A Francesco d’Assisi, un padre provinciale aveva scritto lamentandosi per delle difficoltà, per impedimenti che dei frati cattivi costituivano per lui e anche per gli altri, rispose: «Non pretendere che diventino cristiani migliori e chi ti impedisce di amare Dio, ama».
Sembra un paradosso, ma c’è invece un’infinita speranza in parole così. C’è tanta fede pasquale, quella che sa che la salvezza di Dio non è solo luce di resurrezione ma anche travaglio di Croce.
La gioia di Paolo dimostra di essere pasquale e di essere fondata sulla speranza che Dio opera comunque e tiene in mano le cose per condurle infine al bene.
Cristo è il vivere di Paolo (vv. 18c-28).
Per questo, poi, dice che questa gioia non sarà passeggera ma lo accompagnerà ancora e sarà una esperienza stabile e duratura.
È ancora la speranza a motivare la sua gioia, quella speranza che lo rende certo che, in un modo o nell’altro, tutto questo concorrerà alla sua salvezza e che, comunque, Cristo sarà magnificato in lui.
Comunque. E a quel comunque dà una portata drammatica dicendo in sostanza: che io viva, che io muoia, tutto andrà a favore del Vangelo, dunque per il meglio.
Dopo aver parlato della prigionia, ora Paolo apre il cuore ai filippesi, condividendo quali drammatici pensieri attraversano il suo tempo di prigionia.
La sua situazione precaria lo spinge a confrontarsi con il pensiero della morte e di fronte ad essa, l’apostolo si dice preso da un dilemma: cosa è meglio per lui e per gli altri? La sua morte? La sua permanenza?
Egli dice che preferirebbe “sciogliere le vele” ed essere con Cristo, ma comprende che è più utile per i fratelli che lui rimanga e a ciò si sottomette.
Tutto ciò, però, lo discute attorno a un principio che fa venire anche un po’ di pelle d’oca: «Per me vivere è Cristo e morire un guadagno».
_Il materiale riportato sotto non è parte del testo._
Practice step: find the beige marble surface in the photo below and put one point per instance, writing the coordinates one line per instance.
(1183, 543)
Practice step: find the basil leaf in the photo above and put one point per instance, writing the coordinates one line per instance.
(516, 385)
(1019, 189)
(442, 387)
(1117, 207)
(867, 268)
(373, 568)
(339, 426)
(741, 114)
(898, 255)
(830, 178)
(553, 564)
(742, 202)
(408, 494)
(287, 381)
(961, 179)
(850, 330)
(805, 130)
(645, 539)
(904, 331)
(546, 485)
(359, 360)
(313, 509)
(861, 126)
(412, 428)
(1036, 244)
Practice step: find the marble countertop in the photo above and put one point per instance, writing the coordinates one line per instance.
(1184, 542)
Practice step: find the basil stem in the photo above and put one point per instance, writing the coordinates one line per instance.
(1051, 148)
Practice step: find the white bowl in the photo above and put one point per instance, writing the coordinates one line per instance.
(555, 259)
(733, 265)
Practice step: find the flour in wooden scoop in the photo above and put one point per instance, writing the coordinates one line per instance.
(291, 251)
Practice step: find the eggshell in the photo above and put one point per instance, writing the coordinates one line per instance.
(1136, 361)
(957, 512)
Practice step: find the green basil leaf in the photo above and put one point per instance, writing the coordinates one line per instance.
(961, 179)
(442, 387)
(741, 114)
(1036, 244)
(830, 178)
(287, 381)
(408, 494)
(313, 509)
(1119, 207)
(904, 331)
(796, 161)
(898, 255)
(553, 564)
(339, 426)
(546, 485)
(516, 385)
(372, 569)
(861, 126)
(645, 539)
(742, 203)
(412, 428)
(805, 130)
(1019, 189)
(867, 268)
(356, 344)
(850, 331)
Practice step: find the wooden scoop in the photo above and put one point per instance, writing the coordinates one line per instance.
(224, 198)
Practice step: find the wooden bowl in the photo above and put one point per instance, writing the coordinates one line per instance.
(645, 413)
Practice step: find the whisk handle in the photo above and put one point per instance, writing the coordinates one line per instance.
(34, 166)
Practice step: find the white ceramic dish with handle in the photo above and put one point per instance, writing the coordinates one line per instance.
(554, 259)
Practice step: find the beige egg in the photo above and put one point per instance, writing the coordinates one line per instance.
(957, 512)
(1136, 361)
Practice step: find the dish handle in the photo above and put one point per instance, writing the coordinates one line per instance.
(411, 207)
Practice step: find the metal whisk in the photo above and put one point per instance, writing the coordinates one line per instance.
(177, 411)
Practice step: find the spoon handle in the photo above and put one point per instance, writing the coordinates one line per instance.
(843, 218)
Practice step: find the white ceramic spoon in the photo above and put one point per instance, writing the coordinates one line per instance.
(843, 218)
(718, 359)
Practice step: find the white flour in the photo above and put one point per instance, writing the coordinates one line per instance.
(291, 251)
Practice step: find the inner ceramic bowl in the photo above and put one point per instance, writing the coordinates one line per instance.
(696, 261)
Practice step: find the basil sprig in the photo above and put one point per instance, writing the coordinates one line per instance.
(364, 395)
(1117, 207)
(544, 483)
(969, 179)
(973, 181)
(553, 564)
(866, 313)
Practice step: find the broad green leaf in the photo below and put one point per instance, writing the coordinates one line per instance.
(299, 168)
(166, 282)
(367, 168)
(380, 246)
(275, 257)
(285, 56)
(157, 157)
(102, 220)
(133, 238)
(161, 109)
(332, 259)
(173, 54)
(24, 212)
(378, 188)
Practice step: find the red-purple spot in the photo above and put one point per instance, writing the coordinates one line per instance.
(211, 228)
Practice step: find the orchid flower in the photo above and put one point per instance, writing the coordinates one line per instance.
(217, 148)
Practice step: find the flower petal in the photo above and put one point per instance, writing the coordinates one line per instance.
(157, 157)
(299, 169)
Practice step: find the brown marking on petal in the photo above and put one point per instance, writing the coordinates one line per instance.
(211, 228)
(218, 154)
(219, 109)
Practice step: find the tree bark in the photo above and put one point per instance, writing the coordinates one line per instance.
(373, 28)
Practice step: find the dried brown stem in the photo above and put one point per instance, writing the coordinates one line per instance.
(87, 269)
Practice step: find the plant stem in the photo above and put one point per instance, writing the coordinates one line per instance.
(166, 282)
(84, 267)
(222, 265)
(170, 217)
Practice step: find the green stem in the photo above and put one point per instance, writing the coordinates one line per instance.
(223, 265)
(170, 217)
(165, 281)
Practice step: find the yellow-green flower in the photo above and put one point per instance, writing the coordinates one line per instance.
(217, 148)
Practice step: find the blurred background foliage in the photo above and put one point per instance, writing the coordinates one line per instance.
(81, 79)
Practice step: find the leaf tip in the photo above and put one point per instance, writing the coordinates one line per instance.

Cosa c’è dietro un’affermazione del genere? C’è la consapevolezza e l’esperienza da parte di Paolo che è anzitutto vero il contrario: Cristo si è dato tutto per Paolo e per ogni altro, fino a considerare un guadagno il perdere la propria vita.
Nelle parole di Paolo c’è la risposta grata al dono di sé fatto da Gesù: non posso che rispondere dando tutta la mia vita e se morirò, tanto meglio, perché sarò per sempre con Lui.
Si intuisce come, in filigrana, sia questa la vera sorgente della gioia paolina.
Ma Paolo spera di restare, perché la gioia per lui non è un obiettivo personale, ma qualcosa al cui servizio disporsi. La gioia dell’altro, la gioia della fede pasquale di cui sopra.
Prima esortazione e invito all’imitazione di Paolo (vv. 27-30).
Dà subito prova del farsi servo della gioia altrui offrendo qualche raccomandazione per vivere bene il tempo della prova.
L’invito è a guardare in faccia i loro avversari, senza farsi prendere dalla paura, non per fronteggiarli o per colpirli, bensì per essere al loro cospetto dei cittadini esemplari, saldi nel Vangelo e uniti come un’anima sola nel vivere la loro fede.
Questo è il modo in cui accogliere la salvezza che viene da Dio e, allo stesso tempo, di testimoniarla e annunciarla. Vivere secondo il Vangelo senza lasciare che la forza di altri condizioni o pieghi il proprio comportamento è una professione di fede in ciò che si ritiene “vera salvezza”.
Dunque Paolo suggerisce di reagire semplicemente con una vita ancora più cristiana di quella che conducevano. Non invita a impegnarsi a controbattere, a confutare le accuse, a reagire alle provocazioni. L’Apostolo sembra dire che quando si è attaccati per il Vangelo ci si deve semplicemente attaccare al Vangelo con ancora più forza.
La «lotta» da compiere è solo questa. Impegnare ogni energia per vivere con ancora più intensità gli insegnamenti di Cristo. Questa fedeltà concreta al Vangelo è il dare la vita che già Paolo vive, che Gesù ha vissuto e che porterà i filippesi a condividere anche la sua salvezza.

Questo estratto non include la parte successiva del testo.